NAV (Net Asset Value) is the per-unit value of a mutual fund. It tells you how much one unit of a mutual fund is worth on a given day.
NAV = (Total Assets – Total Liabilities) / Number of Units Outstanding
In simple words, it’s like checking the price tag of a product — except here, you’re checking the price of one mutual fund unit.
How Is NAV Calculated?
Fund houses calculate NAV at the end of each business day, after markets close.
Let’s say a mutual fund has:
- Total assets worth ₹100 crore
- Liabilities worth ₹5 crore
- 10 crore units issued
Then:
NAV = (100 – 5) / 10 = ₹9.5
This means each unit of the fund is worth ₹9.5 for that day.

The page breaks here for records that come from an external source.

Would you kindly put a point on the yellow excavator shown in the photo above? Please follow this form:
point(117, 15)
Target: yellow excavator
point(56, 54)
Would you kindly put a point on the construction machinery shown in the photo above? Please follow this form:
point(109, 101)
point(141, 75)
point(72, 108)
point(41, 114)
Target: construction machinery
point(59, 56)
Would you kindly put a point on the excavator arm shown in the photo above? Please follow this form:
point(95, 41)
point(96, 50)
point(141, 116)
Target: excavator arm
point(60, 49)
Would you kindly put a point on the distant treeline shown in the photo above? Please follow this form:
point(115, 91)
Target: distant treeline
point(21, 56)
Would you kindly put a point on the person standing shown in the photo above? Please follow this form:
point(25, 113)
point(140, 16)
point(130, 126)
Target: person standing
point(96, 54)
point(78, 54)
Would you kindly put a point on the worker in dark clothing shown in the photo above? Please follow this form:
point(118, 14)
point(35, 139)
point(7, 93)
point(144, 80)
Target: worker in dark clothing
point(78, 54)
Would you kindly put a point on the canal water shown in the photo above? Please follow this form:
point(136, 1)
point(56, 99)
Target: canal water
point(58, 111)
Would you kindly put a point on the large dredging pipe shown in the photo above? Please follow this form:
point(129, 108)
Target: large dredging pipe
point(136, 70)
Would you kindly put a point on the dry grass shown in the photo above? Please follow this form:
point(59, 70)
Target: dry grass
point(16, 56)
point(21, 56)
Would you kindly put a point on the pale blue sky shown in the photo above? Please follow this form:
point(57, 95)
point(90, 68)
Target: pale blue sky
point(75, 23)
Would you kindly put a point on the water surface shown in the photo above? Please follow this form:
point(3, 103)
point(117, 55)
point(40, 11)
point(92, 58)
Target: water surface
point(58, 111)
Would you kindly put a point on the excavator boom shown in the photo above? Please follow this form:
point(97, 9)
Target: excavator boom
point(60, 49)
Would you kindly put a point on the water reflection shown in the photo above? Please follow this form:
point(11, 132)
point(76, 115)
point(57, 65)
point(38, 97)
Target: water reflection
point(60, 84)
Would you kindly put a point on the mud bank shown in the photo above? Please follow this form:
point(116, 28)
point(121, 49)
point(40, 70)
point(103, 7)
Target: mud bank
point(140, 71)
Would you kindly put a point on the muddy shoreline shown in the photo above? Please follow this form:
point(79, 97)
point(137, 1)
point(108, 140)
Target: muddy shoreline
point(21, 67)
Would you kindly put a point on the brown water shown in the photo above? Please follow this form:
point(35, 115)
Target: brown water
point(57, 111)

Why NAV Matters (and Why It Doesn’t)
While NAV tells you the price of a unit, it doesn’t indicate whether a fund is expensive or cheap. A fund with a ₹10 NAV is not necessarily better (or worse) than a fund with a ₹100 NAV.
Why? Because mutual fund returns depend on percentage growth, not the starting NAV.
Example:
- Fund A NAV: ₹10 → ₹11 (10% return)
- Fund B NAV: ₹100 → ₹110 (10% return)
Both gave 10% returns, regardless of the starting NAV.
📊 What Should You Look at Instead?
While NAV is important for operational purposes (like purchase/redemption), investors should focus more on:
- Fund Performance History
- Expense Ratio
- Portfolio Quality
- Risk Level
- Fund Manager Track Record
Common Myths About NAV

Conclusion: Know NAV, But Don’t Chase It
Knowing a mutual fund’s NAV is important — it tells you how much you’re paying per unit. But chasing low NAV funds won’t guarantee better returns. Focus on long-term performance, fund strategy, and expert guidance instead.